The Court of Appeal commented that the proposals for a trial on global claims seemed to be a “recipe for an expensive and insufficiently focused disaster.” Lord Justice Males raised another consideration, stating that there was no pleading that Nigerian law, upon which the claim is based, would allow the claims to proceed on a global basis.

In reaching its decision, the Court of Appeal observed that there was a “major inequality in access to information” and an inequality of resources, meaning that the claimants had to fund the litigation through their lawyers’ willingness to act on a CFA, whereas the sums expended were “relatively…. trifling for the defendants as part of a global organisation such as Shell”.

However, the Court of Appeal made it clear that before the case reached trial, it would be necessary for the residents to plead their case with “sufficient particularity” so that Shell knows the case it must meet. That stage had not yet been reached, according to the court.

As part of the judgment, the Court of Appeal gave three “guiding principles” on the ways the case should be managed. First, the court should strive to ensure that the parties are on equal footing in relation to access to relevant information, with further disclosure required in this case. Second, lead cases should be selected by a collaborative process, with the court being involved as necessary. Third, once the claimants are in possession of a sufficiency of relevant information, they should be required to refine and set out the nature of their case or cases, so that the defendants have a fair understanding of the case they must meet and a fair opportunity to meet it at trial.

Katie Hancock, litigation expert at Pinsent Masons, said: “Claimants in ESG group proceedings such as this one often point to a so-called ‘asymmetry of information’ as justification for a lack of specificity in their pleadings. They also point to a disparity in resources between the claimants and the defendant companies. The Court of Appeal’s decision is likely to be welcomed by claimants who argue that their lack of access to information should not constrain the scope or availability of remedies.”

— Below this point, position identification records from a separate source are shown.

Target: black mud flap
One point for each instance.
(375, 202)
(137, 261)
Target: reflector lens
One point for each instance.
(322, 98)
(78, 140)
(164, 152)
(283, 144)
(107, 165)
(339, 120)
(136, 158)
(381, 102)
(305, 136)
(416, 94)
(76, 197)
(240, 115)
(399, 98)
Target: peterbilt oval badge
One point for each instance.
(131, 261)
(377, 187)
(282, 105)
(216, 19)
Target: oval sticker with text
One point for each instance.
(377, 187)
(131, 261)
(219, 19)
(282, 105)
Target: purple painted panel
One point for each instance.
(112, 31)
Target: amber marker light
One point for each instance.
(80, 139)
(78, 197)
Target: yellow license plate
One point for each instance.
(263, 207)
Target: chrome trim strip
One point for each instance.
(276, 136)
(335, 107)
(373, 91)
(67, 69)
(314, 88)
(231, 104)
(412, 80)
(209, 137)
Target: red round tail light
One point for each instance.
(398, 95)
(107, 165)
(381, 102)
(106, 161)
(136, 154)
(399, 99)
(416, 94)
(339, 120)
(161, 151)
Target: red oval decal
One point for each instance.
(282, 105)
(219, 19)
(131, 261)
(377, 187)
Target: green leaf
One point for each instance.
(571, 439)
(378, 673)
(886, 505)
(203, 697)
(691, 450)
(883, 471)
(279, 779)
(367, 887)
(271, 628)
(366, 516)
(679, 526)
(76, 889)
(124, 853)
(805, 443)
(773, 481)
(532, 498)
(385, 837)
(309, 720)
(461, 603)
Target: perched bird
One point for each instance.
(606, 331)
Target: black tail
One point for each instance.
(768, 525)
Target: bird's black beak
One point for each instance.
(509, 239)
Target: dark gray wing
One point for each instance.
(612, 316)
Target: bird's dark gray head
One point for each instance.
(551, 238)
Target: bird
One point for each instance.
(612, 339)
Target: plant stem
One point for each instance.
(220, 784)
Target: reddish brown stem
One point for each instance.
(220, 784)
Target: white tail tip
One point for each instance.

However, she added: “Following this decision, defendants may now find themselves increasingly in the dark as to the claims they must meet until relatively late in proceedings, which may increase costs and reduce the potential for disputes to be settled.”

“Commentators are closely watching the development of case law on ESG mass claims, particularly those involving UK headquartered parent companies. The next stage in these long-running proceedings is expected to be a preliminary issues trial in 2025,” she said.

The underlying claims against Shell and its Nigerian subsidiary were initiated nine years ago. In February 2021, the Supreme Court overturned a 2017 decision by the Court of Appeal, making it possible for the lawsuits to be brought in England. The 2017 ruling had stated that the class actions would have to be heard in a Nigerian court.

“These proceedings were issued in 2015 and 2016, and there remain many steps to be taken before trial. All three Court of Appeal judges stated their view that the litigation should now progress urgently but, given the potential for further disputes around case management, it remains to be seen whether this can be achieved and, if further applications are made, how the courts will address any further delays,” Hancock said.

The matter has been referred back to the High Court to provide the specifics as to how this process should proceed. The Lord Justice Stuart Smith and Lord Justice Males noted that case management decisions in a case like this should be informed by the overriding objective, with Lord Justice Males noting in particular “the court’s obligation to ensure so far as reasonably practicable that the parties are on an equal footing and can participate fully in the proceedings”.